How to handle Galera crash?
First of all, make sure you are running the latest Galera stable release so you do not run into older bugs that have already been fixed. Start with inspecting the MySQL error log on the Galera nodes as Galera will be logging to this file. Try to shed some light to any relevant line which indicates error or failing. If the Galera nodes happen to be responsive, you may also try to collect following output:
mysql> SHOW FULL PROCESSLIST; mysql> SHOW PROCESSLIST; mysql> SHOW ENGINE INNODB STATUS; mysql> SHOW STATUS LIKE 'wsrep%';
Next, inspect the system resources by checking network, firewall, disk usage and memory utilization as well as inspecting the general system activity log (syslog, message, dmesg).
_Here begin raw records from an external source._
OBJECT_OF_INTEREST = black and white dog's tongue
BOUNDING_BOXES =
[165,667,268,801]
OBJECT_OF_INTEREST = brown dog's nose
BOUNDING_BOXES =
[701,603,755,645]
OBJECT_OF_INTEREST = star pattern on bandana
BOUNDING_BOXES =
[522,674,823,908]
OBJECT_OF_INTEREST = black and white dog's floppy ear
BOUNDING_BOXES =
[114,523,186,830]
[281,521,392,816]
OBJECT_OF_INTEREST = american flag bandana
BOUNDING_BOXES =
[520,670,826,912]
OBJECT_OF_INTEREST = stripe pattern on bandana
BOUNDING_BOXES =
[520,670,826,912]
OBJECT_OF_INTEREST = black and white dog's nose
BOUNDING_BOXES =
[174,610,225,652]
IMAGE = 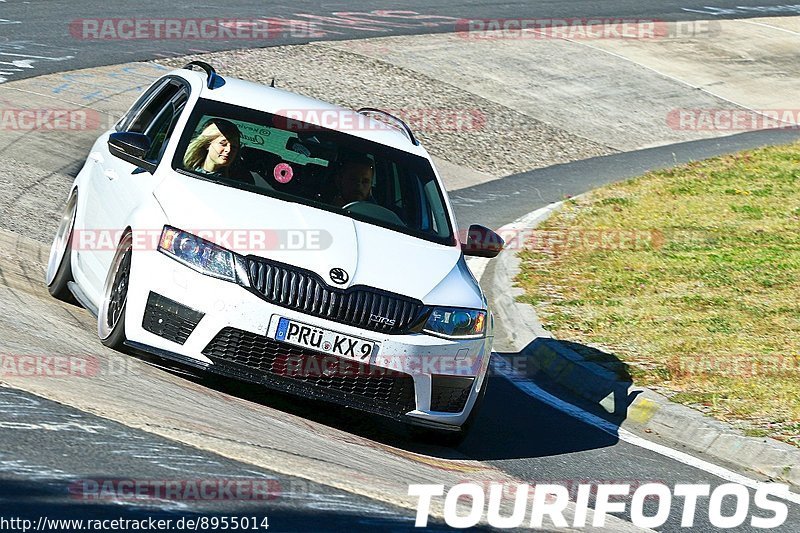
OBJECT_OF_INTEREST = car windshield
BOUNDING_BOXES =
[173,99,455,245]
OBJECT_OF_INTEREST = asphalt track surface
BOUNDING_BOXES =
[0,0,800,81]
[0,0,800,531]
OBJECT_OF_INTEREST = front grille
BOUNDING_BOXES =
[203,327,416,414]
[431,376,475,413]
[142,292,203,344]
[247,257,427,333]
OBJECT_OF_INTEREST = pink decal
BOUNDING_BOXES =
[272,163,294,183]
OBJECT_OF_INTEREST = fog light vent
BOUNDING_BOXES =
[142,292,203,344]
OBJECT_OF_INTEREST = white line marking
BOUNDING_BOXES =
[492,353,800,505]
[736,19,800,35]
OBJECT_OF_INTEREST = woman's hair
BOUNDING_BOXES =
[183,118,241,174]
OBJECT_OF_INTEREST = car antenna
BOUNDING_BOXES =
[183,61,225,90]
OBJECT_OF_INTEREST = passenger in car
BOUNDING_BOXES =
[331,156,375,207]
[183,118,241,178]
If still no indication of the problem found, you may hit into a bug which you can report it directly at Galera bugs on Launchpad page or request for technical support assistance directly from the vendor (Codership, Percona or MariaDB). You may also join the Galera Google Group mailing list to seek for open assistance.
- If you are using rsync for state transfer, and a node crashes before the state transfer is over, rsync process might hang forever, occupying the port and not allowing to restart the node. The problem will show up as ‘port in use’ in the server error log. Find the orphan rsync process and kill it manually.
- Before re-initializing the cluster, you can determine which DB node is having the most updated data by comparing the wsrep_last_commited value among nodes. The one which holding the highest number is recommended to be the reference node when bootstrapping the cluster.